Rad Fashion Friday Easter Special: Shoulder Alterations

While we've focused mainly on making new things out of scraps, it's important to make repairs to things you already have. Home-done alterations save you money on those outfits that might get put by the wayside because of a minor fit issue.


One of the most common alterations I do on clothing is in the shoulder region. This area can be quite tricky on a lot of sleeveless tops and dresses; there's lining to worry about, finicky materials that bunch and stretch, sometimes it's just a pain. But don't back down from the challenge! You'll feel great when you can still rock that favorite dress this spring.


We will cover two types of shoulders today, one with a seam that's directly on the shoulder line and one with two seams per sleeve. Both have lining, which I feel is the more difficult to work with.


Dress Sample #1 - The One With One Seam On The Shoulder


Epic title, I know. So descriptive! But that's what this one is, it's the seemingly simpler one of the two samples today.



You'll notice how you can't even see the seam because of the lace material. It's not even just lace, it's stretch lace. Seems intimidating, I know, but stick with me, my story gets better.

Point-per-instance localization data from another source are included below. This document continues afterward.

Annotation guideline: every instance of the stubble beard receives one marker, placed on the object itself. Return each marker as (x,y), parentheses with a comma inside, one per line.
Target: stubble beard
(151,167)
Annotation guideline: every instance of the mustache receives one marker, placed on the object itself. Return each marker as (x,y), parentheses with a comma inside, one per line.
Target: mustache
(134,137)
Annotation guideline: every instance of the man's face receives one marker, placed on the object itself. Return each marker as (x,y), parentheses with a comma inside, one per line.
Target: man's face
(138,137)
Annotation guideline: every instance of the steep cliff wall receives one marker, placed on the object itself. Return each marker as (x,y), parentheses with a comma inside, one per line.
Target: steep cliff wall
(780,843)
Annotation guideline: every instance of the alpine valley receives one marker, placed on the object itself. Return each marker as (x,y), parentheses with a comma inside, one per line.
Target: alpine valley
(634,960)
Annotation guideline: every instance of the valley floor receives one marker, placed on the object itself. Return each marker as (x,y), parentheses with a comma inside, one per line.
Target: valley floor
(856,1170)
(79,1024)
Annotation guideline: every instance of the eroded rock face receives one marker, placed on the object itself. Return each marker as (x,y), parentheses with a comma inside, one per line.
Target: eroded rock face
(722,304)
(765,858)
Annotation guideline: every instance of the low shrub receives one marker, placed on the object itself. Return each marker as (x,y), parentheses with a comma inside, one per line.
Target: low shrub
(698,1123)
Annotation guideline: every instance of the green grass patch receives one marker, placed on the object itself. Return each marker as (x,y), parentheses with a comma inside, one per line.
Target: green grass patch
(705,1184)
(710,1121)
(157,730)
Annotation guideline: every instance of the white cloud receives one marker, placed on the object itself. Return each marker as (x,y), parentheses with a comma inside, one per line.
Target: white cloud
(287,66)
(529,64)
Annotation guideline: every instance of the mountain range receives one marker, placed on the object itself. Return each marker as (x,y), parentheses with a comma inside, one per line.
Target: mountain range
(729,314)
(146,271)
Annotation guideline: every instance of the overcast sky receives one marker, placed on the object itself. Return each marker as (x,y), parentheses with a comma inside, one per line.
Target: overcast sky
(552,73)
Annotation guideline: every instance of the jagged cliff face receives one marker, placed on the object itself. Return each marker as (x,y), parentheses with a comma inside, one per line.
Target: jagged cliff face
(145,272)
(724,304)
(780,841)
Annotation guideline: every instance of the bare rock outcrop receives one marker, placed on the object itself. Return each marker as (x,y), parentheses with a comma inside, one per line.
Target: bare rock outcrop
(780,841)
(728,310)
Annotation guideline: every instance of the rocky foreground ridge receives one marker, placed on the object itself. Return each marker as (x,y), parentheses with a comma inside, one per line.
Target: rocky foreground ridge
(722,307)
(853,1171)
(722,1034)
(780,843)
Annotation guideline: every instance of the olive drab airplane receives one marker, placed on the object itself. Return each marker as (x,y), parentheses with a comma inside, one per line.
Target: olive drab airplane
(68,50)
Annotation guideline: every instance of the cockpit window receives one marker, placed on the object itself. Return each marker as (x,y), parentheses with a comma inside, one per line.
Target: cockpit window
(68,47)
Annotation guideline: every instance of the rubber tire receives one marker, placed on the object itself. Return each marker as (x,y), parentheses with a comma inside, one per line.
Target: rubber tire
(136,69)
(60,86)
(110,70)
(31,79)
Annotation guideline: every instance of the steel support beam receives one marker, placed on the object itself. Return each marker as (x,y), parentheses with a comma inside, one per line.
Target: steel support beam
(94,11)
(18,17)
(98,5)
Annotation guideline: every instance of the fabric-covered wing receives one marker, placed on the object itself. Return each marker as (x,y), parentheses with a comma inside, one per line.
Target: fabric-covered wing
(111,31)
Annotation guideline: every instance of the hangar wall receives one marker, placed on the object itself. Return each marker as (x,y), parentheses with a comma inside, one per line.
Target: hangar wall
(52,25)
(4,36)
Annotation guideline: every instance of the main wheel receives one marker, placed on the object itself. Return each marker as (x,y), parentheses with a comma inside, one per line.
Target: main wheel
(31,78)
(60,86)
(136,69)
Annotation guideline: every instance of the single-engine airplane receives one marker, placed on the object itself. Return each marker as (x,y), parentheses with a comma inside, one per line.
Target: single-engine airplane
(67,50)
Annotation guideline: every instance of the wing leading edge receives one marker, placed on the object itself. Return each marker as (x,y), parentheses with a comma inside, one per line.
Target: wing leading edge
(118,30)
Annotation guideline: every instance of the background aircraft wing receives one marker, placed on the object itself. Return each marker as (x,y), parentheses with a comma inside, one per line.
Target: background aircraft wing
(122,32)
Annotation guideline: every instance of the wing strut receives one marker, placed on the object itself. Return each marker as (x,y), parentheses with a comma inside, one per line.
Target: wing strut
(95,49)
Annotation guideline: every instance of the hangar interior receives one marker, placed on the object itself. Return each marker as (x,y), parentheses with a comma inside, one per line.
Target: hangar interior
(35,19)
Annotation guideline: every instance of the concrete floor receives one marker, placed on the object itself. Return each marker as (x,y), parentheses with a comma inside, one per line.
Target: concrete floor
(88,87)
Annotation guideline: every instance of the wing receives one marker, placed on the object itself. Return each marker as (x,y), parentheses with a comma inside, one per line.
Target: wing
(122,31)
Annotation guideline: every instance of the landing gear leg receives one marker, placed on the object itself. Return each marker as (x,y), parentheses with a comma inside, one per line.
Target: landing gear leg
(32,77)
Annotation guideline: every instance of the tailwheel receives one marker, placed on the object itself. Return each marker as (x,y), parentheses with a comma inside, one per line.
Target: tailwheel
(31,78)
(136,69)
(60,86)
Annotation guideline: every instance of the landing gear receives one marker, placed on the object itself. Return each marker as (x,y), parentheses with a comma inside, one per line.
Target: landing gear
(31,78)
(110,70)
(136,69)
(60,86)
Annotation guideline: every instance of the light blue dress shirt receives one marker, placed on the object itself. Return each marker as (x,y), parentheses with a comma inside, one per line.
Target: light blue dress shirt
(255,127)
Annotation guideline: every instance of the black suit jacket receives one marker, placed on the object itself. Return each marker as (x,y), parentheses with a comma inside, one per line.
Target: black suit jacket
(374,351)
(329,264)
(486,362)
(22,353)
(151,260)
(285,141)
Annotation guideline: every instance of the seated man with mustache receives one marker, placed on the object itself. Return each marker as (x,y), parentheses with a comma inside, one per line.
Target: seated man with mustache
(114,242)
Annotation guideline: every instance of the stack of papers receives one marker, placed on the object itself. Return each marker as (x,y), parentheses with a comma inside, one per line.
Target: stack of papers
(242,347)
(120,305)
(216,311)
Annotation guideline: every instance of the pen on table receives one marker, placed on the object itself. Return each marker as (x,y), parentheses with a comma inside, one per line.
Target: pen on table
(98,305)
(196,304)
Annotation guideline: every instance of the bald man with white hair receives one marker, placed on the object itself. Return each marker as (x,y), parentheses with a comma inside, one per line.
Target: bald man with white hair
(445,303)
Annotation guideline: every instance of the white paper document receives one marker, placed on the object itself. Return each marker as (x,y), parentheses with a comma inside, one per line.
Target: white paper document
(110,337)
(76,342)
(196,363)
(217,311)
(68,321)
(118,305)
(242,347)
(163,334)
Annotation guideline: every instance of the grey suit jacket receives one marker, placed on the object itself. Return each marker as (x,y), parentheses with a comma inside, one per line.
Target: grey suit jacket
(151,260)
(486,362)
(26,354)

See that seam there on the inside now that I've flipped it inside out? Now you have a more clear start, and here's a few pointers to consider before you begin:


  • Make note of where the stitches are all at. I only work on one shoulder at a time. This leaves you with an example of what it originally looked like. Taking pictures helps too sometimes, make sure your pictures are clear and include the important details.
  • You don't need to open the seams to a crazy amount either, just enough to work comfortably. Take out less than you think you need to, you can always open up more if you need to! But the less you have to top stitch later, the better.
  • Open the sides. Carefully take out those top stitches.
  • Be wary of the condition of your nails/hands. Rough hands can damage chiffons, stretches, and other delicate fabrics. One bad nail can make a huge pull, ruining your dress and putting you up a creek without a paddle.
  • Don't take out the old shoulder seam. Leave it in, sew a stitch down on the new location, THEN cut your excess.


  • After you open your side seams, flip the shoulder inside out. You can make your alteration here.


  • After you sew your new seam, chop off the excess and flip it right side out again. Pin the lining and face fabric, make sure you have both lined up nicely. You want to catch both fabrics the first time.


Check out that top stitch...Oh wait, you can barely tell!


Dress Sample #2: Electric Avenue


Not really electric avenue. I just don't know the term for this style of shoulder.







It has a seam in the front and in back, which we're going to open and pretty much feed the shoulder fabric into the gap and sew shut. 


  • Pick a side you want to open more. I'm going with the neck-side, you might choose armpit-side. Whichever you prefer to top stitch shut later.

  • Sometimes you need to assess the situation and do what you gotta do. We're going to cut the liner for this adjustment. NOT ALWAYS SUGGESTED, I'M LITERALLY CHOPPING THIS DRESS APART.



But it's ok! We're turning it into the new seam, nobody will be able to tell because it's the lining and it's on the inside.


  • Pin your shoulder piece so that it's face to face with the face fabric, like so:


  • Pull your liner around so that it sandwiches the shoulder piece with the face fabric. Make sure the line where your old seam was is lined up with where you're putting the new shoulder line. I'm adjusting this an inch, so my should fabric is pulled way out:


  • Sew your new seam and flip it right side out again.

You have a nice sandwich going on here with a little open area left to stitch down. You'll want to distribute however much you're taking off between your two seams for evenness.



If your thread is the right color, you won't even notice that top stitch. I won't tell if you don't.


I hope you enjoyed my segment today on shoulder alterations, I hope these tips help lower the frustration of tackling a strange new project on your own. Enjoy your holiday weekend!